Kundenbewertungen und Mundpropaganda entscheiden über den Erfolg von Handwerkern

Darum sind Bewertungen und Empfehlungen so entscheidend:

 

Vertrauen ist alles:

 

Kunden geben Handwerker in ihr Zuhause oder Geschäft und investieren oft mehrere Tausend Euro. Persönliche Empfehlungen von Freunden, Familie oder Nachbarn zu Handwerkern gelten als besonders glaubwürdig. Studien zeigen, dass bis zu 86 % der Kunden ihren Handwerker über Mundpropaganda finden.

 

Online-Bewertungen als digitale Mundpropaganda:

 

Früher reichte die klassische Weiterempfehlung am Gartenzaun.
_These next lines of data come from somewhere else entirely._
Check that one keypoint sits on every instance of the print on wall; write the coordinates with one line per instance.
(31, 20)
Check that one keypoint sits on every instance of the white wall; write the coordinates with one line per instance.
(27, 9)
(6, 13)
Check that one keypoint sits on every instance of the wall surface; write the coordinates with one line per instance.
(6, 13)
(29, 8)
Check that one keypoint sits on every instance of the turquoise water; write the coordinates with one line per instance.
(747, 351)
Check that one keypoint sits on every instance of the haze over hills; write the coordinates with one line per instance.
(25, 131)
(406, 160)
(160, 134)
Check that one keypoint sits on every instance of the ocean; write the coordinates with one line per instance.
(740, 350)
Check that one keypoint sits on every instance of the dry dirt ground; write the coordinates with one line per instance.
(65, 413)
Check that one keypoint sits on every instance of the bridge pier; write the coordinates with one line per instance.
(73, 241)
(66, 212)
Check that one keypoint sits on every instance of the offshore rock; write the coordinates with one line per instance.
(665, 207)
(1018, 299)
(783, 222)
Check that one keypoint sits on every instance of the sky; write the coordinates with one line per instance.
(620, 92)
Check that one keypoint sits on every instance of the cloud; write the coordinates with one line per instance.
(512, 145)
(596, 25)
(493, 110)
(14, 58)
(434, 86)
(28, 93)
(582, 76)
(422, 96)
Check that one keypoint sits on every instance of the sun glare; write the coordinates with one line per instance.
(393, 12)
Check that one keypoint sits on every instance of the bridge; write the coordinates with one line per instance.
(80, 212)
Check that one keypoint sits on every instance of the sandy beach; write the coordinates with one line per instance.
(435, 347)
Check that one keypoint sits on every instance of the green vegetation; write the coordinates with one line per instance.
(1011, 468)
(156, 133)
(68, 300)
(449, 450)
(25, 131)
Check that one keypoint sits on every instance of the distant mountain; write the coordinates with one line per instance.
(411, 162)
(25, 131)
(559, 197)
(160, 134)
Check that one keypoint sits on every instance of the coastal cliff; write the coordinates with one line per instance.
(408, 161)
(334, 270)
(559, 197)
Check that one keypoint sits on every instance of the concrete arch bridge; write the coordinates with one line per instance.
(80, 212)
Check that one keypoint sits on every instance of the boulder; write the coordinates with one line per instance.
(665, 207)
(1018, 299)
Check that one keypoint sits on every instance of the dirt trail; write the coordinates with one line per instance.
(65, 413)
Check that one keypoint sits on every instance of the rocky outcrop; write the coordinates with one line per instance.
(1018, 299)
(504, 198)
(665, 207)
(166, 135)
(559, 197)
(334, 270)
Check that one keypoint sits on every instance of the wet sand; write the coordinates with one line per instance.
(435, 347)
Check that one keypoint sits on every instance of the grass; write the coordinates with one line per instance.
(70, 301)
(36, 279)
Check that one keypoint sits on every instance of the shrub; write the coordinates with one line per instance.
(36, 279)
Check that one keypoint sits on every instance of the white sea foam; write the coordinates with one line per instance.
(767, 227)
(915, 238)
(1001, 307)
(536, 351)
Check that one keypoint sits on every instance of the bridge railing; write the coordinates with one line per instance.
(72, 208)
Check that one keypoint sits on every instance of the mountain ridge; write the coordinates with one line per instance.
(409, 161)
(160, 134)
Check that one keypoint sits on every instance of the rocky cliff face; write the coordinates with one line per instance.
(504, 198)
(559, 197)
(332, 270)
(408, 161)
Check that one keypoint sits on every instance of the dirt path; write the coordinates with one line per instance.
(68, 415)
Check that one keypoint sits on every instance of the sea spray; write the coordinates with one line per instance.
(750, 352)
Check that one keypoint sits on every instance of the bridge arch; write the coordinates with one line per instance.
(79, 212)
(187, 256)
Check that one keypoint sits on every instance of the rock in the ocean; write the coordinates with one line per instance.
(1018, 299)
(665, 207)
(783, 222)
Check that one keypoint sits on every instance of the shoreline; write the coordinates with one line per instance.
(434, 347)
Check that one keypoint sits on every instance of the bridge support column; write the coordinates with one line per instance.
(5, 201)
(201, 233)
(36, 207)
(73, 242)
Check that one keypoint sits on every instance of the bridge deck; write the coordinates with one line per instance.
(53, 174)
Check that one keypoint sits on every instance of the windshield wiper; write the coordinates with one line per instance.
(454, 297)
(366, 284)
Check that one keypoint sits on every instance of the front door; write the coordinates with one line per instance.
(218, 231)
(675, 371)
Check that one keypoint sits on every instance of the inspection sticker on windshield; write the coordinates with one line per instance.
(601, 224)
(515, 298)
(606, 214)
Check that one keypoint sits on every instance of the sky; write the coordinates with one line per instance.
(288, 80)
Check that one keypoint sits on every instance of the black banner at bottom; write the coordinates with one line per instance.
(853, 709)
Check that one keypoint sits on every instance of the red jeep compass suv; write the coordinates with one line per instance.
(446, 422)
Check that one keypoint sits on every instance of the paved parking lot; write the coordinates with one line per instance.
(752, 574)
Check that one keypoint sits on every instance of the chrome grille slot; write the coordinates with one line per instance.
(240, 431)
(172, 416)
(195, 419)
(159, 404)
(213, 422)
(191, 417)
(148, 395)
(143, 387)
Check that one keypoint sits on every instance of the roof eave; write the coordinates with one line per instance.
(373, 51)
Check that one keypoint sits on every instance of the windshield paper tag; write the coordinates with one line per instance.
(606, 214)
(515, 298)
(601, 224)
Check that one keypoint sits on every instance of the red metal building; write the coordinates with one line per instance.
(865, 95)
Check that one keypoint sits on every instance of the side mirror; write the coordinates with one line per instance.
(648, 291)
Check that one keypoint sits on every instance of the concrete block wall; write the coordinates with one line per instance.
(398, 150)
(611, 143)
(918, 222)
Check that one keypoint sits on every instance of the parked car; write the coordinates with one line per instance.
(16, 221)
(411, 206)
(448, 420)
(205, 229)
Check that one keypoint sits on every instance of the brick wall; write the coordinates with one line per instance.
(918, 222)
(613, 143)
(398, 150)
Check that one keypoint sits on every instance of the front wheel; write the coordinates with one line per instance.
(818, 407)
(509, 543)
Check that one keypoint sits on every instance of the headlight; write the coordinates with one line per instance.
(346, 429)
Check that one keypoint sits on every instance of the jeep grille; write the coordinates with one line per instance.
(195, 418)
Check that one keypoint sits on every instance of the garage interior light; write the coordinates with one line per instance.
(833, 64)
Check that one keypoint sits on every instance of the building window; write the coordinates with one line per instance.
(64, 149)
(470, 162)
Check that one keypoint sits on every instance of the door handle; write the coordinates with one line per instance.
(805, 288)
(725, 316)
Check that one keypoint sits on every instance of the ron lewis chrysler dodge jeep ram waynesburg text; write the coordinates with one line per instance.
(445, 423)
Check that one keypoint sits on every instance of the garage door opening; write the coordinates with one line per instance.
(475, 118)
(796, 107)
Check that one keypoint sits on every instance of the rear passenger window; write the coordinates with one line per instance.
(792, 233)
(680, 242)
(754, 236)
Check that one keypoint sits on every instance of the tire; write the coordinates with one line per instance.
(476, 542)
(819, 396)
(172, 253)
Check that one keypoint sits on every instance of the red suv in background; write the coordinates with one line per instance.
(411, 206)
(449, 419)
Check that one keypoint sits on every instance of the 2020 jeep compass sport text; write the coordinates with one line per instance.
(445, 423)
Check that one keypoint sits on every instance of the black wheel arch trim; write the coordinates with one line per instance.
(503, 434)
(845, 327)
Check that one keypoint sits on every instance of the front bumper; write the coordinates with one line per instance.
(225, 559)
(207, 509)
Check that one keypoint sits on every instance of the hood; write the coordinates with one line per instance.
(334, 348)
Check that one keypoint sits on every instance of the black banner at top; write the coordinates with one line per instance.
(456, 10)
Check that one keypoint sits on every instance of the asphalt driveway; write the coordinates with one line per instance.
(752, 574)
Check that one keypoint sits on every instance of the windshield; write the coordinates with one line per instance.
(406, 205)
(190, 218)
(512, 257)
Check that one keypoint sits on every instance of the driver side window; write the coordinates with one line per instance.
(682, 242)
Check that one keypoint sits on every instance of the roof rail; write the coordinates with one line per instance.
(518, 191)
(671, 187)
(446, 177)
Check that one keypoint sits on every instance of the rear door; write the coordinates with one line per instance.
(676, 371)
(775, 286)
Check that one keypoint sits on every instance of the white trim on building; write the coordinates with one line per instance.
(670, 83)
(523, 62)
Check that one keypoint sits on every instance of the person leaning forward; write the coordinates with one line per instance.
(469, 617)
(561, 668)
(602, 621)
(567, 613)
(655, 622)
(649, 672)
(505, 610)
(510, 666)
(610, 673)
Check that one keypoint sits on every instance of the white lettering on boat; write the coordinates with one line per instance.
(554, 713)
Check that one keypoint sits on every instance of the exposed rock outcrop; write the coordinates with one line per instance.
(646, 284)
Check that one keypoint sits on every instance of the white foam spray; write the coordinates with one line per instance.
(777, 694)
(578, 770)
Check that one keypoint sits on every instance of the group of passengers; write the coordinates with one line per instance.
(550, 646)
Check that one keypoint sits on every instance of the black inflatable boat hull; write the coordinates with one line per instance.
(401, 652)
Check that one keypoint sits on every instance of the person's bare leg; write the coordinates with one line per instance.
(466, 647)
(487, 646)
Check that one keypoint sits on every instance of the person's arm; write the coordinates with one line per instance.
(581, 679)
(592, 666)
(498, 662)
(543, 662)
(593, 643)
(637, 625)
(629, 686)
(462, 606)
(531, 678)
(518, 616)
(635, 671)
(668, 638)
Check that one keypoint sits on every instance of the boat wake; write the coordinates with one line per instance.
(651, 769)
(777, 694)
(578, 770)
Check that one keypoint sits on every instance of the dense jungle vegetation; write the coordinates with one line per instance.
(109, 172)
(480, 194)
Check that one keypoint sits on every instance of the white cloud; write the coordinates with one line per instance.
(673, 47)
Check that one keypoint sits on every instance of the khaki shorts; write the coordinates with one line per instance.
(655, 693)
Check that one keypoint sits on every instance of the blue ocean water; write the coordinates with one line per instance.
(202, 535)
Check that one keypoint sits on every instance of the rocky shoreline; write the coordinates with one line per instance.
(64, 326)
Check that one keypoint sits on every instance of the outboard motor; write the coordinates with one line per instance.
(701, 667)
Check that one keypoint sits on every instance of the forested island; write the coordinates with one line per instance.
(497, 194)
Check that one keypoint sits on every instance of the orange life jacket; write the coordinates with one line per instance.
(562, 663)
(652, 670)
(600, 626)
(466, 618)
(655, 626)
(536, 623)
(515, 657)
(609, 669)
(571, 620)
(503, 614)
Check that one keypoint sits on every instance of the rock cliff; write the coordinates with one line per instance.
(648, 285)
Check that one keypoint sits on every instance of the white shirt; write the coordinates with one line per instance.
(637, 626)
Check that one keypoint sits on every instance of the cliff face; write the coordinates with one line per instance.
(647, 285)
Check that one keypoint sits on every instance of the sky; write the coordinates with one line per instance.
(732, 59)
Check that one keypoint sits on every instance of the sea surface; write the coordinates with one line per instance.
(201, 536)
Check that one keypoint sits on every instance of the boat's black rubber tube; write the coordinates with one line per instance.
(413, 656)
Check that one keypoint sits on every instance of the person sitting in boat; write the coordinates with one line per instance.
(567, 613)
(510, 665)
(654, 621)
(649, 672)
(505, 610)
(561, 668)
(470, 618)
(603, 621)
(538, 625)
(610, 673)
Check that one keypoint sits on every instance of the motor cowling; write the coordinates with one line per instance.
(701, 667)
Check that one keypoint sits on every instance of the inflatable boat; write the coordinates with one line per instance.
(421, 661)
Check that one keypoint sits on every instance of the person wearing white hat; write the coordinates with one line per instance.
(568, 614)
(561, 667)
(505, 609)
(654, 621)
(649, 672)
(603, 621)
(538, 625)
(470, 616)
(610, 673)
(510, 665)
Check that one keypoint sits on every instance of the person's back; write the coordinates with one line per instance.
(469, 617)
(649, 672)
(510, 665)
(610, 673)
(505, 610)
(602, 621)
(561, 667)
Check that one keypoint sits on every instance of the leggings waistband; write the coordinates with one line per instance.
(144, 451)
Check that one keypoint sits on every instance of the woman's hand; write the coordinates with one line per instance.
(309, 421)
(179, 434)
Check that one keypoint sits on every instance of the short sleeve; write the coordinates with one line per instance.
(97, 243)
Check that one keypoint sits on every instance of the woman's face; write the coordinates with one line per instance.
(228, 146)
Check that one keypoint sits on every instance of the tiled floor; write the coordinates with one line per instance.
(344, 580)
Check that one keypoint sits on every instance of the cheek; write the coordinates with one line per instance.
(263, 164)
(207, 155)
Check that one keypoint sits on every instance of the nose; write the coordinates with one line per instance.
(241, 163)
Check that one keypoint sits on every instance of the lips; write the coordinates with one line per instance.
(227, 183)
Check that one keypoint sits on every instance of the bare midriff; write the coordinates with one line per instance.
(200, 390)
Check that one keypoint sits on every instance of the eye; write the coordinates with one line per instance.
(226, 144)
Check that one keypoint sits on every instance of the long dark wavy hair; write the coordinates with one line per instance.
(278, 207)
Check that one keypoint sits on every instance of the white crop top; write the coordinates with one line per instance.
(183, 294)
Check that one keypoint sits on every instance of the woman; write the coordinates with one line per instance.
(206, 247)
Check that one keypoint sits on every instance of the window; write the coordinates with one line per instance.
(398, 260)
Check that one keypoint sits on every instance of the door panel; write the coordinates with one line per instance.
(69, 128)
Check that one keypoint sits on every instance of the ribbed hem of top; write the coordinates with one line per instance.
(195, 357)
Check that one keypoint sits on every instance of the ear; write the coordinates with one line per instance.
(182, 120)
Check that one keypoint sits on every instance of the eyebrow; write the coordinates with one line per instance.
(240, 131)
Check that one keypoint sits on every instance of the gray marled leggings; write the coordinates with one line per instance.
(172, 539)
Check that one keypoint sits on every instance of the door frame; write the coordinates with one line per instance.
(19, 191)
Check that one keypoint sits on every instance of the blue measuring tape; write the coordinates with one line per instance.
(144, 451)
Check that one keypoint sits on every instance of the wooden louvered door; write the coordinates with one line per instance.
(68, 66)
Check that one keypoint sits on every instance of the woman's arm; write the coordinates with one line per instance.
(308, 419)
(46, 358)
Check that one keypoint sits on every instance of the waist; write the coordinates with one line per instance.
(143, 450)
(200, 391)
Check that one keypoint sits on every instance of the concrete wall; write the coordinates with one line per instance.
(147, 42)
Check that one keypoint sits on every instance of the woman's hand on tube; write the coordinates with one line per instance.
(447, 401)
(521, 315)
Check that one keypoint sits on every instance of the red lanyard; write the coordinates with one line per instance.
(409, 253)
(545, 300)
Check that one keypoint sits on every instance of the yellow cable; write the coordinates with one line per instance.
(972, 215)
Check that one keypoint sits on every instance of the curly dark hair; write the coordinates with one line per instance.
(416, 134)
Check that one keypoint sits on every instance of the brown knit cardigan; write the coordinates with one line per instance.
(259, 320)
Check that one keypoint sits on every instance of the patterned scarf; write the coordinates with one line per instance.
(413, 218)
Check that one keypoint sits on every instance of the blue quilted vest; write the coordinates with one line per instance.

Heute suchen die meisten potenziellen Kunden zuerst bei Google & Co. Viele Verbraucher vertrauen Online-Bewertungen fast genauso stark wie persönlichen Empfehlungen (rund 79–90 % je nach Studie).

 

Direkter Einfluss auf Umsatz:

 

Positive Bewertungen steigern die Sichtbarkeit bei der lokalen Suche, erhöhen die Klickrate und führen zu mehr Anfragen. Ein Stern mehr auf Plattformen wie Yelp oder Google kann den Umsatz um bis zu 9 % steigern. Umgekehrt zögern 86 % der Menschen, bei einem Betrieb mit vielen negativen Bewertungen anzurufen.

 

Multiplikator-Effekt:

 

Ein richtig zufriedener Kunde erzählt es im Schnitt 3 weiteren Personen weiter, ein unzufriedener hingegen 9–15. Das verstärkt sich digital noch stärker.

 

 

Im Handwerk, wo Fachkräftemangel und Auftragsflauten immer wieder Themen sind, ist eine starke Bewertungsbasis oft wertvoller als teure Werbung. Viele Betriebe gewinnen den Großteil ihrer Neukunden über Empfehlungen und gute Google-Sterne.

 

Erfolgreiche Handwerksbetriebe behandeln Kundenzufriedenheit nicht als Zufallsprodukt, sondern als strategisches Instrument:

 

  1. Aktiv Bewertungen einholen: Nach jedem Auftrag freundlich um eine Google- oder Plattform-Bewertung bitten, z. B. per SMS oder Karte. Wer nicht fragt, bekommt meist nur Extrembewertungen, also sehr gut oder sehr schlecht.
  2. Professionell auf Feedback reagieren: Auch auf negative Bewertungen ruhig und lösungsorientiert antworten. Das zeigt Seriosität und kann den Schaden begrenzen.
  3. Qualität & Soft Skills liefern: Termintreue, Sauberkeit auf der Baustelle, transparente Kommunikation und faire Preise sind in Bewertungen die häufigsten Lob- oder Kritikpunkte. Viele Kunden bewerten nicht nur das Endergebnis, sondern den gesamten Prozess.
  4. Digitale Präsenz pflegen: Google-Unternehmensprofil mit Vorher-Nachher-Fotos von abgeschlossenen Projekten, aktuelle Beiträge und schnelle Antworten auf Anfragen. Das ergänzt die traditionelle Mundpropaganda hervorragend.
  5. Negative Bewertungen managen: Unberechtigte oder falsche Rezensionen können mit rechtlicher Unterstützung oft gelöscht oder entkräftet werden. Dennoch: Prävention durch gute Arbeit ist der beste Schutz.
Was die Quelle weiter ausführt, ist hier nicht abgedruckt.